"Clarissa masihkah kau berada di tempatmu?" tanya Wira setelah tidak mendapat Jawaban dari pertanyaan yang ia lontarkan.
"Iya aku masih di sini." jawab suara Clarissa yang terdengar lirih seperti bingung hendak memberikan jawaban. soalnya ketika dia mengiyakan ajakan dari Wira, pasti ada hati sahabatnya yang terluka.
"Kamu ada acara ya nanti malam?"
"Tidak ada." jawab Clarissa dengan hati yang tak karuan, di satu sisi Dia sangat kesal dengan kebohongan yang dibuat oleh Cindy, namun di sisi lain dia tidak ingin menjadi penghianat.
"Kalau tidak ada Bolehkah Nanti malam aku mengajakmu untuk makan bersama?"

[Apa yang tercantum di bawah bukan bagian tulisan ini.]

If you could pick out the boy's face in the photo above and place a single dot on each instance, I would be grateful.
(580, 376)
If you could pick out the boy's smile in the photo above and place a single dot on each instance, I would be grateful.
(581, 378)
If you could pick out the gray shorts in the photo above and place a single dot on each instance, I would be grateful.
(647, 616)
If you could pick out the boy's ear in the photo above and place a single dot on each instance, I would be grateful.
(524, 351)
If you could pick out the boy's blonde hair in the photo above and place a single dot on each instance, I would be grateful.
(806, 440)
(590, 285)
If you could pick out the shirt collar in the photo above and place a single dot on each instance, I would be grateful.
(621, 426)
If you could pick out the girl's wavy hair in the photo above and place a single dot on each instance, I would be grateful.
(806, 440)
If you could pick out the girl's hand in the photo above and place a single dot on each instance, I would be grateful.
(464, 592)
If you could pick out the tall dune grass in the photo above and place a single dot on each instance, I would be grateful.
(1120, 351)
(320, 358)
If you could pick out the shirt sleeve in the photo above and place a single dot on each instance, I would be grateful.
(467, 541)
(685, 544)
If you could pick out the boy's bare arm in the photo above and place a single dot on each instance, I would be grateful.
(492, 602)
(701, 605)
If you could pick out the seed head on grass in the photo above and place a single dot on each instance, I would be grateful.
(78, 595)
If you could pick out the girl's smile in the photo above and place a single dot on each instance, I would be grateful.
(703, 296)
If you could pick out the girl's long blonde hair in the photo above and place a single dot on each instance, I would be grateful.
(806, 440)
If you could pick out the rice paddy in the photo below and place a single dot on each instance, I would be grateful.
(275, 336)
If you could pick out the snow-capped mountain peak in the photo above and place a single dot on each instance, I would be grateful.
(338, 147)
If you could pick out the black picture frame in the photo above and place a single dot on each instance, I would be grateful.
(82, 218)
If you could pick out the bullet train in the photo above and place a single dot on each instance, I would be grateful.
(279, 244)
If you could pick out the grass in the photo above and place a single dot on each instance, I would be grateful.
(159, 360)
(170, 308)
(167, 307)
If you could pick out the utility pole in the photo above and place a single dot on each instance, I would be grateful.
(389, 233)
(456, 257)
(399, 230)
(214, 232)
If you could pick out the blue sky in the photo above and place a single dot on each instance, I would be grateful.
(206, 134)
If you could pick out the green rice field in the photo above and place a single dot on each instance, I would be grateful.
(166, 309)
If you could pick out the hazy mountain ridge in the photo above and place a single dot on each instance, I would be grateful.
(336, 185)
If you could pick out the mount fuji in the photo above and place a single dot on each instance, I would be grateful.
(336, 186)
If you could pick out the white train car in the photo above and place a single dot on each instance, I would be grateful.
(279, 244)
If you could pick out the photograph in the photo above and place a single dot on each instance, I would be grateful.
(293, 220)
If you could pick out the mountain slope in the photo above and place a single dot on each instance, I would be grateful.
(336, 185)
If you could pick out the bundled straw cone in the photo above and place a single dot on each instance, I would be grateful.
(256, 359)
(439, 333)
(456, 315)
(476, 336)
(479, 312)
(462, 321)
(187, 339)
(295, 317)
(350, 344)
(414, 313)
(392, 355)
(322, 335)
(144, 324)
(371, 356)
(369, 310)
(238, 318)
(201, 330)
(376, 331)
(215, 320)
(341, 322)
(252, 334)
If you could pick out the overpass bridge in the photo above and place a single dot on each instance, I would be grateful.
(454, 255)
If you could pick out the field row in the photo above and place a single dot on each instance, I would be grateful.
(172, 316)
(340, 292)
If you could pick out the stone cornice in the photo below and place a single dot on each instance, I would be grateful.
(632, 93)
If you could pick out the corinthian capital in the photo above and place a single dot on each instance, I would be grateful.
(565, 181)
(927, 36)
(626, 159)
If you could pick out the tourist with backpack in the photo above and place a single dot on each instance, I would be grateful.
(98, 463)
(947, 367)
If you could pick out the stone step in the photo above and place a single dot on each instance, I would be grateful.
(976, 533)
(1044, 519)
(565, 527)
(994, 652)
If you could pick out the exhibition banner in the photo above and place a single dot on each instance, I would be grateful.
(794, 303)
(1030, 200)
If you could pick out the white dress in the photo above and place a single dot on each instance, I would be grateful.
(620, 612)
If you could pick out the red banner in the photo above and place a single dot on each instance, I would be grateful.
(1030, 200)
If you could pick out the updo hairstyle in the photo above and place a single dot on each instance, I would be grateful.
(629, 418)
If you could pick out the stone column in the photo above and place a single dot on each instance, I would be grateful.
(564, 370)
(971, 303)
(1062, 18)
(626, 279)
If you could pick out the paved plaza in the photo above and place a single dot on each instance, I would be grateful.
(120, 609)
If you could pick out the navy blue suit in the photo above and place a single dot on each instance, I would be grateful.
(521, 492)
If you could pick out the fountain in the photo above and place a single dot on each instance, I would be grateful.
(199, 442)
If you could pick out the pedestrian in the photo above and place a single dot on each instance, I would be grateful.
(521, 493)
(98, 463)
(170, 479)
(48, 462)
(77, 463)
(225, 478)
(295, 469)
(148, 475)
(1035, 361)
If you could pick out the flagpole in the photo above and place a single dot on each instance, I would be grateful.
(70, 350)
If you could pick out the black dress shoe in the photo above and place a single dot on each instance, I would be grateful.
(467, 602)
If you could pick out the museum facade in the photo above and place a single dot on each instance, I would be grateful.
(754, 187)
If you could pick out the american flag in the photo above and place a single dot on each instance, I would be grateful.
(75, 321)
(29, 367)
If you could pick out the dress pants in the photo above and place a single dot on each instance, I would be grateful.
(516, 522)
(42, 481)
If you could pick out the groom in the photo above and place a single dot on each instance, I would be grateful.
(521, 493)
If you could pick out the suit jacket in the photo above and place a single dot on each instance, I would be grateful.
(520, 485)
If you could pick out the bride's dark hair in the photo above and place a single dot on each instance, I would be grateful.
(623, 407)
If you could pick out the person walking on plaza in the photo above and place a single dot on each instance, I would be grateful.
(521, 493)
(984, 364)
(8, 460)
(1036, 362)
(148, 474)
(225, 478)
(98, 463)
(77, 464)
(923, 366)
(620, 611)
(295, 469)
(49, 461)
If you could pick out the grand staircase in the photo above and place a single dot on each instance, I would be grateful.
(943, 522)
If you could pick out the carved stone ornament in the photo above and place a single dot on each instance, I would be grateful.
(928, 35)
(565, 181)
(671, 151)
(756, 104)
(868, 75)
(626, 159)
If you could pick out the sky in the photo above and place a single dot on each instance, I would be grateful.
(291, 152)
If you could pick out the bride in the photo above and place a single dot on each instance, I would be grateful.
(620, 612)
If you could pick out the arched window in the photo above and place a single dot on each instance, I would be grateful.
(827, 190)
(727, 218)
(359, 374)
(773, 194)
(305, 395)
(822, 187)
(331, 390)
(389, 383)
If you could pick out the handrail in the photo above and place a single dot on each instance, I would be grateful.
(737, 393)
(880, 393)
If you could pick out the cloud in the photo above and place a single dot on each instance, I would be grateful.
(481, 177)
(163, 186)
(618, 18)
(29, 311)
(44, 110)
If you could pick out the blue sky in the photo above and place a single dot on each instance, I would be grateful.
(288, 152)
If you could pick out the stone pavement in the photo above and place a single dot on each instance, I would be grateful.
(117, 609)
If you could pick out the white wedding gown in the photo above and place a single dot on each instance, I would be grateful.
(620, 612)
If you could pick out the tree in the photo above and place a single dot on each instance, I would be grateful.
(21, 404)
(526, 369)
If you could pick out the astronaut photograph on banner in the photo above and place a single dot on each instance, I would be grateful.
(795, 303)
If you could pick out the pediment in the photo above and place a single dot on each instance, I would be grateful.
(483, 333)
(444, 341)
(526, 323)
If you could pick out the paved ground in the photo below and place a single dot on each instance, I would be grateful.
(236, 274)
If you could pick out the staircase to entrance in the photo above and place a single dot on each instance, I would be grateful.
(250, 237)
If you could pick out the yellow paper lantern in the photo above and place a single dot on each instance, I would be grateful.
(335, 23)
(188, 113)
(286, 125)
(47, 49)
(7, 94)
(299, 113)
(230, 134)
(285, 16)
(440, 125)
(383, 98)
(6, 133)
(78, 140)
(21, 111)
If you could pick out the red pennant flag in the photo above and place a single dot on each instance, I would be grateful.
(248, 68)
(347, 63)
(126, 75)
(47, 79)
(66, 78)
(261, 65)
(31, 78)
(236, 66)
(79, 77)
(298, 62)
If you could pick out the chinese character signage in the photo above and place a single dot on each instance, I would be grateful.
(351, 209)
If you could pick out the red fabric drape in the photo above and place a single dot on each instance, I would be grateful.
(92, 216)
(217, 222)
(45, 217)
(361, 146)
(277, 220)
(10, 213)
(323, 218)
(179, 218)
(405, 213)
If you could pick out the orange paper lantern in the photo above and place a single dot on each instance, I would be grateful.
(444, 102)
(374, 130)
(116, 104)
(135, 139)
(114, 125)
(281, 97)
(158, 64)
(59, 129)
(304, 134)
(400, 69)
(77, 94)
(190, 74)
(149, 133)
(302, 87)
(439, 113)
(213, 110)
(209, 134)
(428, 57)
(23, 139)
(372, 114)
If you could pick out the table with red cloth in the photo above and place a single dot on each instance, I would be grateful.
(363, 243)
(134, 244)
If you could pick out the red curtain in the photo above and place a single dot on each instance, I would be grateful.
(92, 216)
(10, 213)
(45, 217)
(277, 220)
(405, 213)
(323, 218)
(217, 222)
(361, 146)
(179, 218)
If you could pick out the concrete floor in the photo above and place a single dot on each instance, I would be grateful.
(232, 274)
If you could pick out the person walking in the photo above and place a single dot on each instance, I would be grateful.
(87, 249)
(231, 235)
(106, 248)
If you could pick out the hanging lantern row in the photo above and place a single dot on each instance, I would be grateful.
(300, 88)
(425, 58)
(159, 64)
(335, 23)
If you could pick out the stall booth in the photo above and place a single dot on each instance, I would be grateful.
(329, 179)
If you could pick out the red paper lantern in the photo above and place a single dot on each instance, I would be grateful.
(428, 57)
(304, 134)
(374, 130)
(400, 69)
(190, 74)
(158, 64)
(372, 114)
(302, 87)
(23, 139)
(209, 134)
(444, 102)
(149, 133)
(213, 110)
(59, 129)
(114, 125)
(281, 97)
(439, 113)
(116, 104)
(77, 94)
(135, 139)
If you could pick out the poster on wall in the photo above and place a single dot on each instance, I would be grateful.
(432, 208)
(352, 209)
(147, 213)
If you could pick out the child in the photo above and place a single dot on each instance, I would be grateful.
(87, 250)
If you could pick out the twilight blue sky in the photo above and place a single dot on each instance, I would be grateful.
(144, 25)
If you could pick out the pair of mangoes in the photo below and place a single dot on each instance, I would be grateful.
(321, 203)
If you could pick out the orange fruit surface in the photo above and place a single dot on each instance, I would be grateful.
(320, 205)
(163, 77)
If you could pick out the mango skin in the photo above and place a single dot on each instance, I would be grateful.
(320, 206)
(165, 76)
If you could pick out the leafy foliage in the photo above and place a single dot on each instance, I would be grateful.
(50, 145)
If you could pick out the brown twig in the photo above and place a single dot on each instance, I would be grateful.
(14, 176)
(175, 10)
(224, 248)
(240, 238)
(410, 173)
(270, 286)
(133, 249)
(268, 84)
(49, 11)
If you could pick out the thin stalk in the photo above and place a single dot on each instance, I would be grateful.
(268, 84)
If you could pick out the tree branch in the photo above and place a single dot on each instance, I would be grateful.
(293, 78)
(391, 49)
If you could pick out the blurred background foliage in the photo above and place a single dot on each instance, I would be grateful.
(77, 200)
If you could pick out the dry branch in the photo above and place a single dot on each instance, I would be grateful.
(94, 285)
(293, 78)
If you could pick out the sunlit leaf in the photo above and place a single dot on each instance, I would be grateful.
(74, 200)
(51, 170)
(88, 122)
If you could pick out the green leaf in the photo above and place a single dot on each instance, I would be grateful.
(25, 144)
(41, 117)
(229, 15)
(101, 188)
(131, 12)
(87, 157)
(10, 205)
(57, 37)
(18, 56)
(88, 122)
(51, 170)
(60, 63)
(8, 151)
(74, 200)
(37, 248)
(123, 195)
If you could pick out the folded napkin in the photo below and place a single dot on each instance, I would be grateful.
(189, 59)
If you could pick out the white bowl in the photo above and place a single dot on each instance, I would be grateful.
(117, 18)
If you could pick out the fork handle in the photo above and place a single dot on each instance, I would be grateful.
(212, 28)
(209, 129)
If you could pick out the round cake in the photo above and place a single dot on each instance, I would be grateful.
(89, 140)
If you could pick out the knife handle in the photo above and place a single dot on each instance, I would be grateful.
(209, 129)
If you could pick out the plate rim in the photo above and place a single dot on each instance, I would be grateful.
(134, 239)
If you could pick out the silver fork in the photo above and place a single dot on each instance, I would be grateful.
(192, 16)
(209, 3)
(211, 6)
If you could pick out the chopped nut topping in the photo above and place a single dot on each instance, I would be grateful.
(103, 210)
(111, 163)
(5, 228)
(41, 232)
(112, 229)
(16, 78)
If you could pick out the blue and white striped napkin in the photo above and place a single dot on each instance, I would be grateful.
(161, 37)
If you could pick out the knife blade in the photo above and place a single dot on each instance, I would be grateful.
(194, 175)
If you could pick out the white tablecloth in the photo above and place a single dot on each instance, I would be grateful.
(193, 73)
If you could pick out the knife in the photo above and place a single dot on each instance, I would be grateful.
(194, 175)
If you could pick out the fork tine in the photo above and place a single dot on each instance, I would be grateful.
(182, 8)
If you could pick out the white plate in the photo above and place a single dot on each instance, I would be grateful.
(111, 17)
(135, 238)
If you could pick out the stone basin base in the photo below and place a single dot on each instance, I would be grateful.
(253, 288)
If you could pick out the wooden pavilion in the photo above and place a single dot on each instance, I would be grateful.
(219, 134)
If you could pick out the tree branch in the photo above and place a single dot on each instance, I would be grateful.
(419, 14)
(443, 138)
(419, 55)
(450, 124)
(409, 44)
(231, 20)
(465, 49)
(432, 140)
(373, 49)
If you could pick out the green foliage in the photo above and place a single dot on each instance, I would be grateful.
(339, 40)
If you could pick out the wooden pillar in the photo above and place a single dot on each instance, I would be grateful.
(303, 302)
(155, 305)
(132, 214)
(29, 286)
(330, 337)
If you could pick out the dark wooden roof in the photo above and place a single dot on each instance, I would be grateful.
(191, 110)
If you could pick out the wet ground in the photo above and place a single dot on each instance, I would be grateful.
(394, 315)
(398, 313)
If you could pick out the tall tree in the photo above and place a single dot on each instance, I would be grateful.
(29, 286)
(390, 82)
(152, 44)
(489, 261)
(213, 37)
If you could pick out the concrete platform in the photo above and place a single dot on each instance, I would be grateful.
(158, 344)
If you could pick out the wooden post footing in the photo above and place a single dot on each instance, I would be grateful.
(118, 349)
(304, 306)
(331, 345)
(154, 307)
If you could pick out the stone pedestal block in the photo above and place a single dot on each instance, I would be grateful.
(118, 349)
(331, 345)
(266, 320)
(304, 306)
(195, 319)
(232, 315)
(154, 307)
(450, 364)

"Jam berapa, Bukankah kamu akan menemani Cindy sekarang."
"Aku tidak akan menemaninya, aku akan membiarkan dirinya untuk tinggal di rumah, karena kalau aku usir aku merasa tidak enak."
"Kamu sebenarnya memilih siapa? jadi pria itu harus tegas tidak boleh Plin Plan dalam menentukan pilihan."
"Jujur aku ingin mengenal lebih dekat denganmu. Cindy Aku hanya menghargai perasaannya yang tidak ingin aku kecewakan."
"Apakah omonganmu bisa dipercaya?"
"Kalau aku orang yang tidak bisa dipercaya, Mana mungkin aku memberitahumu bahwa sahabatmu sedang menuju ke sini. aku tidak ingin melukai perasaanmu, namun aku juga tidak menginginkan melukai perasaan orang lain."
Clarissa terdengar menarik nafas dalam seperti ingin menghempaskan beban yang ada di dalam, membuat hati Wira sedikit berdegup dengan kencang, karena Kalau ditolak mungkin Clarissa adalah wanita yang pertama kali menolaknya.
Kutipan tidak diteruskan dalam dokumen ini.